Même quand il avoua ne jamais avoir vu pareil tempête, Ann se contenta de l'embrasser sur la joue. Elle avait une foi inébranlable envers chaque membre de ce semblant d'équipage. Les vents cherchaient à les repousser au loin ou les couler. Clairement, ils protégeaient quelque chose, mais le Calypso continuait son avancée dans ces courant marins désordonnés et traîtres. Le Log Pose était la seule raison qui justifiait qu'ils prennent cette route.
- La tempête nous pousse inlassablement vers la Calm Belt. On a plutôt tendance à éviter la zone. Et y rentrer, c'est être stupide, yoi, commenta Marco qui luttait à la barre réparée par les soins de Leandro.
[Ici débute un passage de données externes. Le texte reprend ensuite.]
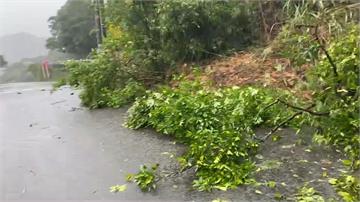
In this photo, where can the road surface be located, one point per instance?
(51, 148)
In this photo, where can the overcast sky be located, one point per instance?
(27, 16)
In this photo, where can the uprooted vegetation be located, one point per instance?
(307, 77)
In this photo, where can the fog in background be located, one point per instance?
(27, 16)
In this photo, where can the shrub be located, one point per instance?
(338, 94)
(217, 125)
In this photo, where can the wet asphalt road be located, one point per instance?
(53, 149)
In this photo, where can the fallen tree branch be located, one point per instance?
(285, 122)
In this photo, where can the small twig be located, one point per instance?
(271, 104)
(305, 109)
(284, 123)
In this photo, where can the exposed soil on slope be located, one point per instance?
(248, 68)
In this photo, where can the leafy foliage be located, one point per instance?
(71, 28)
(218, 126)
(105, 79)
(308, 194)
(339, 95)
(145, 178)
(168, 32)
(348, 187)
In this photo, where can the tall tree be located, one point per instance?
(3, 62)
(72, 28)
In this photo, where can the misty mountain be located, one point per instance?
(17, 46)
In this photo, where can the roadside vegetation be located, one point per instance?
(172, 58)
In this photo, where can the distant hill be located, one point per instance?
(17, 46)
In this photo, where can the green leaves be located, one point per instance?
(347, 186)
(145, 178)
(217, 126)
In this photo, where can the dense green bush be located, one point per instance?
(338, 94)
(218, 126)
(146, 38)
(167, 32)
(105, 79)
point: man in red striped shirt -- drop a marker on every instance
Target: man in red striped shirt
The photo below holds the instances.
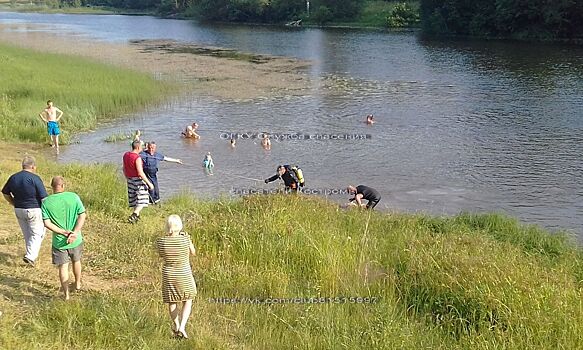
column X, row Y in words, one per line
column 138, row 182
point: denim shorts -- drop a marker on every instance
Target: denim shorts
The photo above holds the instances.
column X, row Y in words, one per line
column 63, row 256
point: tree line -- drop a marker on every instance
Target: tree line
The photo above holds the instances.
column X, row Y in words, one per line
column 522, row 19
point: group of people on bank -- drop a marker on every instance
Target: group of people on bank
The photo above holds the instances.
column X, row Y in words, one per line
column 64, row 214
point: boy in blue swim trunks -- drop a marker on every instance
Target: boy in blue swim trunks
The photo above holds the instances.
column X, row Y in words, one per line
column 51, row 116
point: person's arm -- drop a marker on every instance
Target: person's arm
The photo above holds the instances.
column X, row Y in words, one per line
column 59, row 114
column 9, row 198
column 142, row 175
column 273, row 178
column 56, row 229
column 78, row 226
column 172, row 160
column 191, row 249
column 358, row 199
column 41, row 115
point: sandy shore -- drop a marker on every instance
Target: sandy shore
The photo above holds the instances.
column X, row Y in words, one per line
column 212, row 71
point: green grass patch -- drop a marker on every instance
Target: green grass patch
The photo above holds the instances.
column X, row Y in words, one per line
column 87, row 92
column 469, row 281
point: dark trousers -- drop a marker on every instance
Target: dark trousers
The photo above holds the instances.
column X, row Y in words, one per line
column 155, row 193
column 372, row 203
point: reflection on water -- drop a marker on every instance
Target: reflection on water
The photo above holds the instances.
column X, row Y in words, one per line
column 462, row 125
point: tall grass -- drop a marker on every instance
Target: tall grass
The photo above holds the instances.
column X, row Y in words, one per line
column 87, row 92
column 480, row 282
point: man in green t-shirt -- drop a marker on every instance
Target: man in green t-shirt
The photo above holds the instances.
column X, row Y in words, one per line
column 64, row 214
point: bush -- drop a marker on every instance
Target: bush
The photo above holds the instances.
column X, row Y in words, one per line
column 403, row 15
column 322, row 15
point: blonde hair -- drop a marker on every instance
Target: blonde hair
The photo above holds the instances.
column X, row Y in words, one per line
column 174, row 223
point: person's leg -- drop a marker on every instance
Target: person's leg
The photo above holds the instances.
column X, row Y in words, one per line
column 75, row 255
column 77, row 273
column 64, row 278
column 173, row 309
column 37, row 232
column 156, row 191
column 22, row 216
column 372, row 203
column 185, row 314
column 138, row 209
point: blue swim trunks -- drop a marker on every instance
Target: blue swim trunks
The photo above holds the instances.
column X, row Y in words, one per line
column 53, row 128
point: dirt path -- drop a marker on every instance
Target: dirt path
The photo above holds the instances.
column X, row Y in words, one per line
column 218, row 72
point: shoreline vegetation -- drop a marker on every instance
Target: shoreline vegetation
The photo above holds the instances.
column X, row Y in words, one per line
column 529, row 20
column 273, row 271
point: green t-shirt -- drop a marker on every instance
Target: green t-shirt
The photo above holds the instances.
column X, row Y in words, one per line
column 62, row 209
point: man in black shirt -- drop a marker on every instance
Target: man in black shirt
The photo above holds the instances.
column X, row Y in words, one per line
column 25, row 192
column 364, row 192
column 288, row 176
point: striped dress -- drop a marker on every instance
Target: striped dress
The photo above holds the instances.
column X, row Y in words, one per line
column 177, row 280
column 137, row 192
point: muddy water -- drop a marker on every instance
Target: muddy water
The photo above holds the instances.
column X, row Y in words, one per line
column 461, row 125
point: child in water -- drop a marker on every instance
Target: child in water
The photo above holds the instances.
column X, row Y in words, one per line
column 190, row 132
column 208, row 162
column 265, row 141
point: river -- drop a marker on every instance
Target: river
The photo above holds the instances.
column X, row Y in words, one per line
column 480, row 126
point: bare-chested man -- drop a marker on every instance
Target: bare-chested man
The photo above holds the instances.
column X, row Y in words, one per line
column 51, row 116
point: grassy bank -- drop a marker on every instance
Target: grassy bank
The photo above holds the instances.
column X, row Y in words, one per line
column 87, row 92
column 480, row 282
column 394, row 280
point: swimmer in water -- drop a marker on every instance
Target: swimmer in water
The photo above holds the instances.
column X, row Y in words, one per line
column 265, row 141
column 208, row 161
column 190, row 133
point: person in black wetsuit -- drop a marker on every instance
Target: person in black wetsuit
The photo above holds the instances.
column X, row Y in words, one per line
column 364, row 192
column 288, row 176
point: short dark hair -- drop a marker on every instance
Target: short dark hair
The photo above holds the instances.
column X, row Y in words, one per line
column 136, row 144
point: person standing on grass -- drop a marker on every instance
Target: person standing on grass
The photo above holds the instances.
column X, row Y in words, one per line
column 137, row 181
column 64, row 214
column 364, row 192
column 51, row 116
column 150, row 160
column 25, row 191
column 178, row 285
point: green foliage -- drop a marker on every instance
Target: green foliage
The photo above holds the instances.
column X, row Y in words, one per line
column 322, row 15
column 403, row 15
column 524, row 19
column 471, row 281
column 87, row 92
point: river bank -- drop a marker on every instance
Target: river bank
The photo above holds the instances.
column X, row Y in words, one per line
column 232, row 77
column 284, row 271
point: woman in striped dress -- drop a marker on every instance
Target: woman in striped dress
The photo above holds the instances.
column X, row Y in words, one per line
column 178, row 284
- Ou désespéré, dit rajouta Kali qui luttait avec les dons de son fruit et autre chose de mystérieux au point que ses cheveux commençaient à virer au blanc.
Ann se retint de faire un commentaire, mais elle était d'accord avec l'esprit de Roja qui était excitée comme une puce à l'idée de s'aventurer dans ces eaux dangereuses. Finalement, il n'y avait pas que son côté Gol qui jouait dans sa fièvre de la Grand Line, apparemment.
Carmen jura, voyant une nouvelle vague traîtresse se dresser vers bâbord. Elle et Marina terminèrent de tirer la corde pour changer l'orientation de la voile. Ann escalada agilement le mât malgré la tempête pour sécuriser les nœuds détrempés par la pluie et la violence des vents, sous le regard en coin très inquiet de Marco. Qu'il se rassure, elle était la fille du Roi des Pirates, ce n'était pas ça qui allait lui faire peur. Et aussi vite et aisément qu'elle était montée, elle redescendit une fois sa mission accomplie, avant de se permettre de tirer la langue au blond avec un air taquin. Carmen concentra un nouveau vent dans les voiles pour leur faire éviter la vague. Marco tourna le Calypso pour faire face à la vague scélérate. Kali et Carmen poussèrent leur pouvoir contre les lames de Davy Jones pour gravir l'obstacle avant qu'elle ne se brise sur elle-même.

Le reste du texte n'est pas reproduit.